We get started early, a few days before Thanksgiving, when the outside decorations are brought out of storage.
That is followed by the traditional grumbling because the strands of lights that worked last year somehow died in storage.
It always amazes me that no matter how carefully the lights are put away every year, one or two or whole strands die. And no matter how careful my wife is to put them away, they get tangled up in storage. I have no idea what goes on in our attic over the year.
Once we find out the tangled ball of lights does not work, another tradition follows — the frantic search for new lights, which this year ended in futility.
It seems by the time we decide to change our outside lights, they are on the verge of being out of style. Then if they fail the following year, we are out of luck trying to replace them.
Of course, we could not find the lights we wanted so we did without. On the other hand, it saved me from leaning a ladder against the house and making several trips up and down it to hang the lights.
Once the outside is done, it is time to think about decorating inside.
The day after Christmas, we picked out the Murphy Christmas tree.
I wish I could say we hiked through the woods to find the right tree, cut it down and brought it home.
But the truth is, we drive to an area tree farm, walk a short distance and point at the tree we want. Someone cuts it down for us, hauls it away, wraps it up and ties it to the top of our vehicle while we drink hot cider and pay for it.
The only real work we do with the tree is cut the end off it when we get home so it draws water and place it in the tree stand, which for the first time ever, took just one try.
Actually, sawing the end of the tree off is enough of a chore for us.

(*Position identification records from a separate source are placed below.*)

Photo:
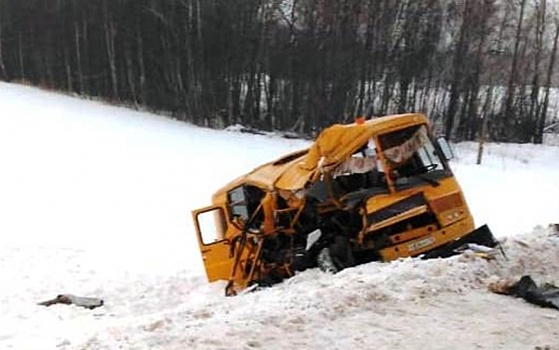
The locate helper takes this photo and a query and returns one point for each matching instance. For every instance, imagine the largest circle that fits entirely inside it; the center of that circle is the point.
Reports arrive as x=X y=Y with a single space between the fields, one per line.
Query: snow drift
x=96 y=201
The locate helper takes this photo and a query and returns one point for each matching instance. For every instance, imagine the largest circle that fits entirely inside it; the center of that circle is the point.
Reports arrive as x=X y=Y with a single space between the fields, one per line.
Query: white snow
x=95 y=201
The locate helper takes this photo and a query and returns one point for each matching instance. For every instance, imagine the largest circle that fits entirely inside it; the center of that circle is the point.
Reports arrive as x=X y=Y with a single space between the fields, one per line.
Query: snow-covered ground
x=96 y=200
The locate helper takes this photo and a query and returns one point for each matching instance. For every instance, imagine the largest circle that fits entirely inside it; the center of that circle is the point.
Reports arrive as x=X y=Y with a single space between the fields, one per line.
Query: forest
x=475 y=67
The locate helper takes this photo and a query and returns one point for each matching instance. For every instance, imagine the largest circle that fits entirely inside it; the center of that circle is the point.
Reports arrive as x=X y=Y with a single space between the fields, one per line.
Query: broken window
x=410 y=153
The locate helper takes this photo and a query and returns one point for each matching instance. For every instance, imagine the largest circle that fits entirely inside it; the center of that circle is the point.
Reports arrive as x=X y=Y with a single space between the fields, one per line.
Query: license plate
x=422 y=243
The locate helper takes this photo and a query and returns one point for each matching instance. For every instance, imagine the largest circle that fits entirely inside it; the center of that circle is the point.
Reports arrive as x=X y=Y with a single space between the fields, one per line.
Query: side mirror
x=445 y=148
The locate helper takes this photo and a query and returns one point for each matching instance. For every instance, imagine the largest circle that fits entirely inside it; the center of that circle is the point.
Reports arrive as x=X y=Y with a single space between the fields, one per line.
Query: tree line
x=472 y=66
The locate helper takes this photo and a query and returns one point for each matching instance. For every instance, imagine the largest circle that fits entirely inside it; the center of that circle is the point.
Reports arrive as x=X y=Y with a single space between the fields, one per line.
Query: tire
x=336 y=257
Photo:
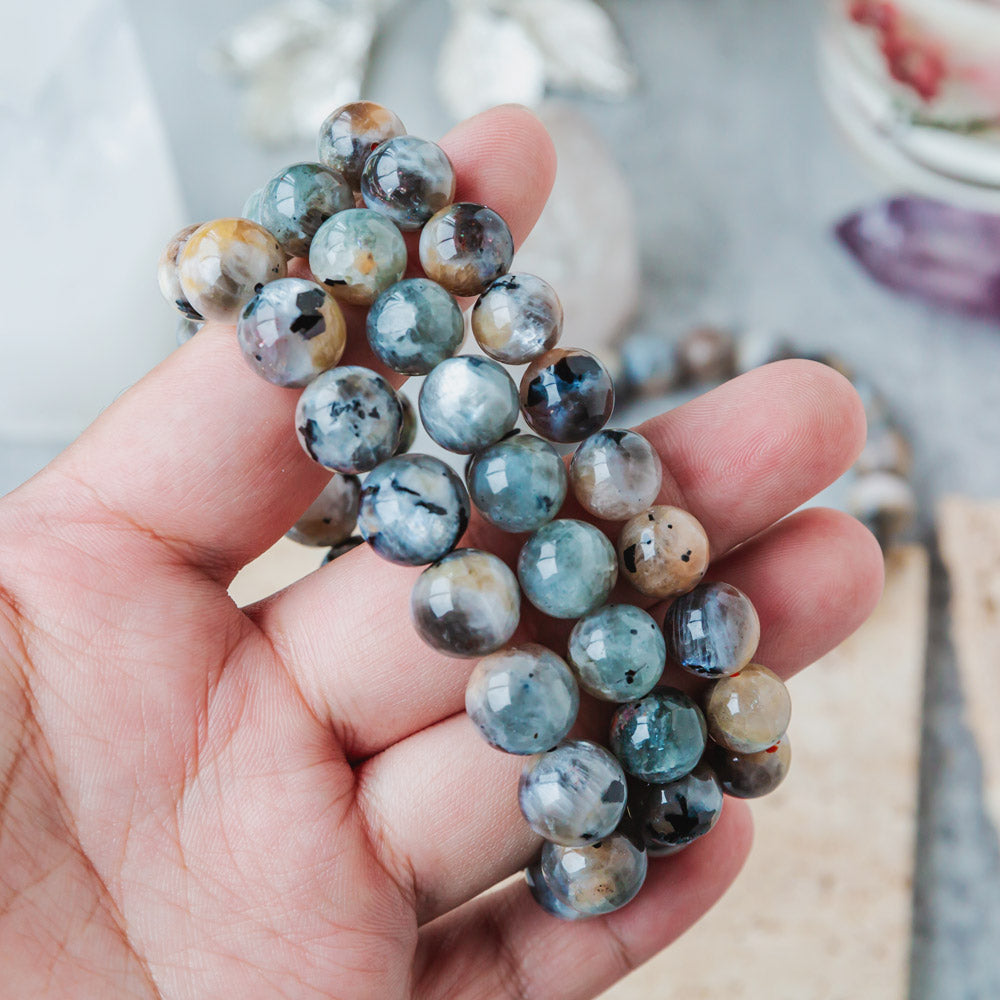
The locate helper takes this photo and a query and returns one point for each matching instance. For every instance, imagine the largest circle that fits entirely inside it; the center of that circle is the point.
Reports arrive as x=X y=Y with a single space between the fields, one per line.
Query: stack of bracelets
x=602 y=812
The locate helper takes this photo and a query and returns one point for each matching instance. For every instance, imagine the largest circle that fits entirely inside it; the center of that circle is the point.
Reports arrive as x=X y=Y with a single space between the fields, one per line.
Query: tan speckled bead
x=223 y=265
x=748 y=711
x=664 y=551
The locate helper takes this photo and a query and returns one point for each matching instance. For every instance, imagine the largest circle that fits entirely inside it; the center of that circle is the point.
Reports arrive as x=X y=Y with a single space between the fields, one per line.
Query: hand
x=202 y=801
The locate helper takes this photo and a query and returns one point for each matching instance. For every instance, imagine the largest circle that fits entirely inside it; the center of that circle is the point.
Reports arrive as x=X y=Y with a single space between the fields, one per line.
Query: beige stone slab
x=969 y=537
x=822 y=910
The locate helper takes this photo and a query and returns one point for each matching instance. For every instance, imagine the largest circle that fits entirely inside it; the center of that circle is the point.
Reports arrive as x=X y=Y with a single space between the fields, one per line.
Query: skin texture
x=203 y=801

That's why we had a boy.
Most of the house, thanks to my wife, was decorated immediately.
She took care of the upstairs decorations, including the artificial tree upstairs — with the help of our daughter Claire.
After that, my wife said she was done decorating and the downstairs was up to the rest of us.
That explains why the real tree stood bare for several days.
Of course, when our kids were younger, the tree was put up right away and decorated.
Some of that energy may have vanished over the years, but the spirit lives on. It just takes longer to get off the couch these days.
As slowly as we moved to finish decorating the house this year, it beats the dread of taking everything down and putting it away.
We continue to accumulate more stuff each year, so it takes longer to pack it all away — gently — and put it back in the attic.
It also is depressing.
It means the holiday season is over, and we still have to survive dreary February before signs of spring pop up.
But now the decorating is done, and we can sit back and enjoy it — as long as the lights work.
Patrick Murphy, of Columbus, Neb., is the former assistant managing editor of The Telegram.